The process to allow Data Partners to automatically answer cohort availability questions

CO-CONNECT is researching methods to enable researchers to determine how many people meet their research criteria within the various datasets across the UK using the Cohort Discovery Search Tool embedded within one website, the Health Data Research Innovation Gateway.

A secure computer is set up by each Data Partner which is separate from where identifiable data is stored, but still within the Data Partner’s secure environment. The Data Partner owns and controls that secure computer, it is not accessible by either CO-CONNECT or HDR UK personnel. Staff within each data partner create a copy of relevant data – with anything they deem to be sensitive or identifiable removed. This is known as pseudonymous data. For example, information like names, addresses, and specific dates of birth, dates of testing or care are removed, and identifiers are converted into new pseudonymous codes.
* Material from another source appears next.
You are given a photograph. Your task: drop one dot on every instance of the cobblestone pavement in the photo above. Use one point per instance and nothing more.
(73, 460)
The Data Partner then transfers this pseudonymous data on to the secure computer. 

In our example all that is transferred by the Data Partner is about Jane Doe is the pseudonymous code, that this person had a positive PCR test on the 2nd week of August 2020 and the year of their birth.  

Software within the secure environment of the Data Partner will send a message out to the Gateway which will return any questions which need to be run on the data.  An example question could be “How many people in the dataset who have had a PCR test which was positive and were under the age of 40.”

The software will return a summary answer to each question which shows the number of people who meet the criteria, helping researchers discover the most useful data.